A number of trends are converging to put pressure on independent optometrists. If independent optometry is to survive, the practice of the future can’t look like the practice of today.
by Kirk Smick, OD, FAAO
In the last few years, many independent optometrists have adopted what is loosely referred to as the “medical model” of optometric practice, expanding their professional offerings beyond vision care to include the diagnosis and management of ocular disease. This has been part of a decades-long trend to enlarge optometry’s scope of practice and to maintain or grow revenues at a time when 3rd-party payers and competitive pressures from chains, big-box stores, and online retailers are squeezing reimbursement from vision care. In my estimation, independent optometrists have done a good job of adopting the medical model, but we have a long way to go before the public accepts us as the family eye doctor—and a lot is at stake.
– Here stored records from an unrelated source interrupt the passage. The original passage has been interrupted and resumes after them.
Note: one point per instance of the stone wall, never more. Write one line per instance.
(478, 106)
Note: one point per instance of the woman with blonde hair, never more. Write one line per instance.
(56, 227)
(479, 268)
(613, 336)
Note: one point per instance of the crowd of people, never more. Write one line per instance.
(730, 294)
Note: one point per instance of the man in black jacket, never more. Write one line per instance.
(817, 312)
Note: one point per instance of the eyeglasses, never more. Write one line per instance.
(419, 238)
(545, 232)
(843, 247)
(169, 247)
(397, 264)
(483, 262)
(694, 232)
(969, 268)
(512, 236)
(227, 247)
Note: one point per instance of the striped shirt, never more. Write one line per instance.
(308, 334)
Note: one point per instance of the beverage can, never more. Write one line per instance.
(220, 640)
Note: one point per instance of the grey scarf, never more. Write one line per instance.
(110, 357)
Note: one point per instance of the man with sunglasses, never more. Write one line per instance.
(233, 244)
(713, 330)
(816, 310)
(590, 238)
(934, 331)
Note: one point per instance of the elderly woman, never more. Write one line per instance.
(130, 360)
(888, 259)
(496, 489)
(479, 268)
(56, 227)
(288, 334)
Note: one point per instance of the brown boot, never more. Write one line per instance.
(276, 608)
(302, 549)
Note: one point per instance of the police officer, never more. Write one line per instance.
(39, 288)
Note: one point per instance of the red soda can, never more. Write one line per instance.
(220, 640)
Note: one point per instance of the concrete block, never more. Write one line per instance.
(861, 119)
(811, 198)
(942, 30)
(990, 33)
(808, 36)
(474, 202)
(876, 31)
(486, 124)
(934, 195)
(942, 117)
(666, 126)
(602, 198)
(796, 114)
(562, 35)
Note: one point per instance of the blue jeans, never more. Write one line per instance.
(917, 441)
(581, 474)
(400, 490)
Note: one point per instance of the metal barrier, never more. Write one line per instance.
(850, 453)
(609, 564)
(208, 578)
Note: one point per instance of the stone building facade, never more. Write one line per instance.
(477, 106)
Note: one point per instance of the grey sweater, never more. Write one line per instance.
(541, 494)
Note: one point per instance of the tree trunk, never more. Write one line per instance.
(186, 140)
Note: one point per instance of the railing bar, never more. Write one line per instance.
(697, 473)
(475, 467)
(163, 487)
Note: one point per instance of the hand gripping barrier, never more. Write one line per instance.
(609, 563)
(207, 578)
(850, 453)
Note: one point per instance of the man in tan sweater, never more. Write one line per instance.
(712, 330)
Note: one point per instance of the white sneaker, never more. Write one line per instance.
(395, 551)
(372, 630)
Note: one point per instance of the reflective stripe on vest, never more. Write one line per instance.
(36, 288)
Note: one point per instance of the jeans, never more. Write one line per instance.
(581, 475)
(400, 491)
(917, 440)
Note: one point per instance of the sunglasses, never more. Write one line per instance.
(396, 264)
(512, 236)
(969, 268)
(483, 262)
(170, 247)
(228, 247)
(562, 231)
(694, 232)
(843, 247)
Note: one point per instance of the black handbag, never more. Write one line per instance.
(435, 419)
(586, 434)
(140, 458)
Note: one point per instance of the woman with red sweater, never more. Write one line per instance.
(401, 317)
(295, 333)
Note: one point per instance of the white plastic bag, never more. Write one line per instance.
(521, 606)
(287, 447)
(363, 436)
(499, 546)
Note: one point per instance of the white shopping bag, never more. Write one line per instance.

Vision care, optometrists’ traditional economic mainstay, is clearly under pressure. While vision care plans are squeezing optometric fees, a significant number of patients who get their eyes examined by an optometrist now purchase their eyewear elsewhere—denying the practice a significant source of revenue. Younger patients in particular seem comfortable making purchases online and/or from eyewear chains and “big box” stores. In large metropolitan areas, such as Los Angeles and New York, eyewear companies like Warby Parker are becoming popular; people can visit them online or go to their brick-and-mortar store to complete the purchase—reducing the OD to a provider of low-cost exams only.
Not every independent optometrist is comfortable providing primary eyecare, and we may see a split between ODs who primarily refract and sell eyewear and doctors who provide comprehensive eyecare. Practices limited to eye exams and vision care already have significant competition, and that will only get worse if online refractions become a reality. While there may be room for a few vision care-only practices, for the majority of independent optometric practices, I believe that survival will require wholehearted adoption of the medical model.
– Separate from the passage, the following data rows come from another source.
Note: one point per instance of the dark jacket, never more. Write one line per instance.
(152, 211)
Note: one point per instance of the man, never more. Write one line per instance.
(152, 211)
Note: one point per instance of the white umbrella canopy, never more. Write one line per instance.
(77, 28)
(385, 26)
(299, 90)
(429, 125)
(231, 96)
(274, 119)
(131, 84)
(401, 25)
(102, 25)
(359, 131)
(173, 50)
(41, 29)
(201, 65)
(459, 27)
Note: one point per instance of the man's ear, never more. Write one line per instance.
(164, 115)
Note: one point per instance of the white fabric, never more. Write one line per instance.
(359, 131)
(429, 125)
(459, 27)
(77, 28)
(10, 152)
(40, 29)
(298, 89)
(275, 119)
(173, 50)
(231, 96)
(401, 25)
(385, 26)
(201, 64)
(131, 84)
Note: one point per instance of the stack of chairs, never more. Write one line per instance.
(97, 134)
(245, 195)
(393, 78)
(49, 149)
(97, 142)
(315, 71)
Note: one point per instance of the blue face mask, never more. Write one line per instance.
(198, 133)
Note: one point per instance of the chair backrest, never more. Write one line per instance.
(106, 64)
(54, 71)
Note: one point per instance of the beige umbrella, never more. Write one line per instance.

Now let us consider two other demographic trends: a potential oversupply of optometrists and newly minted ODs graduating with massive student debt. How many of these young ODs will have the money or the courage to hang out a shingle in a market where success is hardly guaranteed?
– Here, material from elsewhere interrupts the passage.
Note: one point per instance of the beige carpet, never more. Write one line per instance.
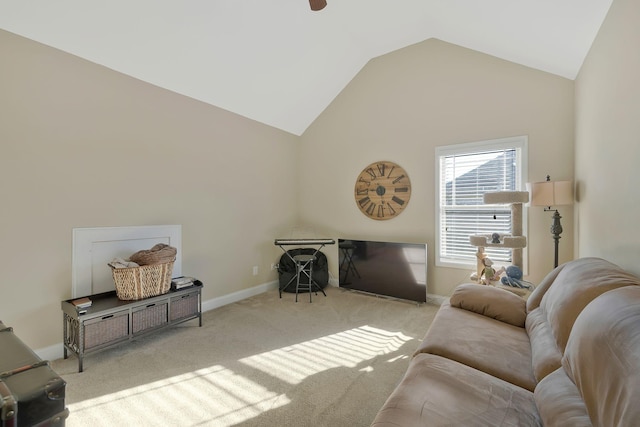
(263, 361)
Young ODs may still have opportunities to work as an associate, to work in corporate optometry, or to join an OD/MD practice. For generations, however, optometry has been a specialty of independent entrepreneurs; and these self-motivated, risk-accepting people worked together to reshape the profession and dramatically enlarge its scope of practice. Whether the next generation of optometrists (with more diverse economic incentives) will continue to have this drive and unity is an open question. Those traits will be essential if optometry is to consolidate its gains and survive the challenges of the coming decades.